All of the big predators, such as eagles, owls, hawks, and falcons, never eat worms; instead, they stick to their regular diet.
What Are The Worm-Eating Birds?
Perching birds are basically known as worms eaters. The American Robin is the bird that consumes the most worms. They are the world’s most voracious worm eaters. They can find and eat 20 worms per hour.
Other worms eating birds are
- American Woodcock
- Black-tailed Godwit
- Black-bellied Plover
- Clapper Rail
- Eastern Screech-Owl (Not all owls are worm eaters)
- Eurasian Blackbird
- Malayan Night Heron
Wild doves and pigeons eat worms and mealworms as well.
How to Assist Birds in Finding Worms?
It’s not as if worms are restricted to lakes, ponds, and rivers. In the vicinity of your home, worms also live in decaying matter. The damp earth and green moss in the garden are also where it lives. If you keep house pets, you can assist them in finding worms in the backyard.
Here is what you can do.
Keep the grass shorter
Your backyard areas are the nearest place where your bird can search for worms. Therefore, keep the grass on the lawn evenly trimmed and shorter. This will help your bird to track down worms and insects too.
Your lawn and garden should be aerated
If your area is not conducive to worms, they won’t come. It implies that the location must be suitable for them. Aeration is what keeps the balance of soil water uptake and makes the soil soft.
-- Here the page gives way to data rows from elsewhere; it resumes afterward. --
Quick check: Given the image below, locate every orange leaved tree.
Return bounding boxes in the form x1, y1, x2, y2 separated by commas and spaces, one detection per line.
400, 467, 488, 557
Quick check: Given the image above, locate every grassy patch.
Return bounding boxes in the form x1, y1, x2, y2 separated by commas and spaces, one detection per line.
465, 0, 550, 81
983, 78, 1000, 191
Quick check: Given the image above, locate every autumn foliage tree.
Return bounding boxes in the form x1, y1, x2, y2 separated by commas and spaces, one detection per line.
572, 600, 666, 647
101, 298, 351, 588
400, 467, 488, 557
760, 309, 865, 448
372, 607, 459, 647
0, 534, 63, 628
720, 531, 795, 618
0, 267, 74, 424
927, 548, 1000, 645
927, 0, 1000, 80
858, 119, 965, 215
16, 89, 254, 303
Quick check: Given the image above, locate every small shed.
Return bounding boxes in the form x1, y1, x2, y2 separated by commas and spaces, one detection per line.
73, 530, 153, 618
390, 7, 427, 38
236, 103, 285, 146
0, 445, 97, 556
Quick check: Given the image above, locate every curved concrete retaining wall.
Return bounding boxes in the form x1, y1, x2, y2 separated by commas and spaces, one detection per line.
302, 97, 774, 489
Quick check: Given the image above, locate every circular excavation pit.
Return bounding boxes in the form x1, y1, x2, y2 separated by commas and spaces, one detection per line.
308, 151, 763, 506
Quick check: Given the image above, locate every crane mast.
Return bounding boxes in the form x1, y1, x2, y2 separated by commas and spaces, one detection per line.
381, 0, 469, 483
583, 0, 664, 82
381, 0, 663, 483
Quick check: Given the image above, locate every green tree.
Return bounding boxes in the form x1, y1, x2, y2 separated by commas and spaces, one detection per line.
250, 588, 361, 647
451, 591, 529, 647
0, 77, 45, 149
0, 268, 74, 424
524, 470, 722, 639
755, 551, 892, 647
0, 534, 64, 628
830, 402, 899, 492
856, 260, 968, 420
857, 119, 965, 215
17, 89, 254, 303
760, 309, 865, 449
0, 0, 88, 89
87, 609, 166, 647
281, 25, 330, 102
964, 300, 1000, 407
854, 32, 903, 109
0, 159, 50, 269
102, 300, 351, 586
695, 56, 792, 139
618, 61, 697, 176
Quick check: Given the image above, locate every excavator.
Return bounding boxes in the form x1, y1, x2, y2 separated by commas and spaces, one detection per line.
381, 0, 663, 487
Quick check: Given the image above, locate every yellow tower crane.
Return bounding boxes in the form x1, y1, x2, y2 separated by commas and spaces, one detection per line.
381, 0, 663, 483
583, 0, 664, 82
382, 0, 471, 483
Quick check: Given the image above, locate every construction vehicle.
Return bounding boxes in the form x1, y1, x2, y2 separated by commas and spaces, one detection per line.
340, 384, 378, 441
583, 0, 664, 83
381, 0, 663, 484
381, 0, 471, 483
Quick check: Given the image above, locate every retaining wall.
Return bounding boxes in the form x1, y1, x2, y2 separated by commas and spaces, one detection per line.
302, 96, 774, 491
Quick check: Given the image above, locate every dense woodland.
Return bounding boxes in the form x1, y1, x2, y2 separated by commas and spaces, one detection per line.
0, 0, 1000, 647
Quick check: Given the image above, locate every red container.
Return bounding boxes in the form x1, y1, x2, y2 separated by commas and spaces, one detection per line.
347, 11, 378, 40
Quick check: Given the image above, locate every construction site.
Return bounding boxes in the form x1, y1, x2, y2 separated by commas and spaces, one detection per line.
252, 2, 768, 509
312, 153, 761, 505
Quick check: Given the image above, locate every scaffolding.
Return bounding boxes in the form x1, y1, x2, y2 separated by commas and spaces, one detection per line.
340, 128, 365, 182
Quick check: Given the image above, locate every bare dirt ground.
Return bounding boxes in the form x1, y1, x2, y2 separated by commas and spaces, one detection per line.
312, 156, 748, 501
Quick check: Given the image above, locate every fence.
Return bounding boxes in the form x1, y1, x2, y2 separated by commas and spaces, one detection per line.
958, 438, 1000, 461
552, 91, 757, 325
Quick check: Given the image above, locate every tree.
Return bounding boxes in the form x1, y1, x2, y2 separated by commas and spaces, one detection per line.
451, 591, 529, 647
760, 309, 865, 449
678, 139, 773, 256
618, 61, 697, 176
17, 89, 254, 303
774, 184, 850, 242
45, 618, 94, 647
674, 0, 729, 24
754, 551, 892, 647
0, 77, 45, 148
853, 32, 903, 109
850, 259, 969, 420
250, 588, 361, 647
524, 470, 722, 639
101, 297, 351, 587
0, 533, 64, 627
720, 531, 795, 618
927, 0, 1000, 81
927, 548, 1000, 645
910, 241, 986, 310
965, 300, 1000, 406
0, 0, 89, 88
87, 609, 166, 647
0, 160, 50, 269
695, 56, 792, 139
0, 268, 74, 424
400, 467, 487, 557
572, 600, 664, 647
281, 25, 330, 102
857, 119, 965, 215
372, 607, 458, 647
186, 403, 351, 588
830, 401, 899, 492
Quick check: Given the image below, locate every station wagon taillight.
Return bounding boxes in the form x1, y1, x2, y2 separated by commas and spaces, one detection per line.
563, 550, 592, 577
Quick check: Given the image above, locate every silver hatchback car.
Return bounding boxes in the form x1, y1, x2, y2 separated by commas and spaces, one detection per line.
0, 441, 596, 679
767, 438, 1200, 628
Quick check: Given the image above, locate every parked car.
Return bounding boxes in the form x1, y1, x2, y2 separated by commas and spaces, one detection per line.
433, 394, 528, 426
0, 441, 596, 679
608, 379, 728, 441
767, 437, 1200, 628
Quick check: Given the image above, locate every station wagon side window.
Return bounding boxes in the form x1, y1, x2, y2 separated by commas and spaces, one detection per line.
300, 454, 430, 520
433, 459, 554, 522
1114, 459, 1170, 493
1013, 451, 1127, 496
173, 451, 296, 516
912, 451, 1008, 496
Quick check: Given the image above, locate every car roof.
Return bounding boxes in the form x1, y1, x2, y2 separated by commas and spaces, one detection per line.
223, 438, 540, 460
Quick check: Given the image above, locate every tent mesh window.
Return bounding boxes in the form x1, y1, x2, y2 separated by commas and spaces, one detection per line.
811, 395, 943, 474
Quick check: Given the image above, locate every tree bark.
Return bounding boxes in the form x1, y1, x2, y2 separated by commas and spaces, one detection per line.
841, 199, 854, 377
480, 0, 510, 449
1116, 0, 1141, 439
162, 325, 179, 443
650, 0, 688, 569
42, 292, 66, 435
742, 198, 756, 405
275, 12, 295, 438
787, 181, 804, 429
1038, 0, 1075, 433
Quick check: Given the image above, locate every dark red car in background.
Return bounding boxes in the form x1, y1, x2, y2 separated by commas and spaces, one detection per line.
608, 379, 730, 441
So regularly aerate your area to attract more worms and increase the resilience of the soil.
Regularly water your lawn and garden
In the dry area, your bird won’t find any worms.
Worms will rise to the surface to attach to the sogginess, which is why the lawn needs to be wet. Therefore, it would be ideal if you water the area early in the day and let the birds go on their morning hunt.
Always keep your lawn clean
Fallen leaves, especially wet ones, can thin out your lawn. Additionally, it blocks sunlight from reaching your turf and stops airflow. In order to grow plants, it is, therefore, crucial to clean the area. More worms will move into the area once your lawn or garden starts to flourish.
Additionally, your bird will have no trouble finding worms right away.
Why Do Birds Seek Out Worms After Rains?
As previously stated, birds are extremely intelligent animals. They know that the worms will emerge from their underground burrow after rain. Worms come out of holes during rain because they can’t get enough oxygen when the soil is flooded.
As a result, their exits are caused by breathing. The same holds true for insects. Birds, on the other hand, take advantage of this. This post-rain period is one of their best times for hunting.
Read this section with some frequently asked questions to get more information on how birds find worms.
No. Worms are not on their list of acceptable foods. They mostly eat fresh fruits, vegetables, leafy greens, grains, and seeds. Parrots sometimes eat mealworms, and their children have also been observed to eat mealworms.
But unlike American robins, they don’t typically eat worms.
No. Eating dried-up or dead worms poses no threat to them. Worms can be consumed in various states, including dry, dead, and alive. Though they enjoy eating them alive, birds can also get their needs met by dead worms.
However, the nutrition won’t be compromised if you make bird meat from dead worms.
If your bird belongs to the worm-eating species, it will love to eat worms every day. However, if it doesn’t, it won’t touch them. If it doesn’t eat too much, having worms every day poses no health risks.
Worms make an excellent meal for them because they contain 50%–60% protein, 6%–10% fat, and 5%–20% carbohydrates.
By now, you probably understand how birds find worms. Those birds who eat worms know especially techniques to locate them. Basically, birds are extremely sensitive creatures; they have keen hearing, strong senses of smell, and intense feelings.
Additionally, they are aware of the locations where the worms reside or hide, so they quickly scan the area and begin their hunt. However, not all birds are skilled worms hunters because not all birds consume worms. Seabirds and songbirds are the most adept at it.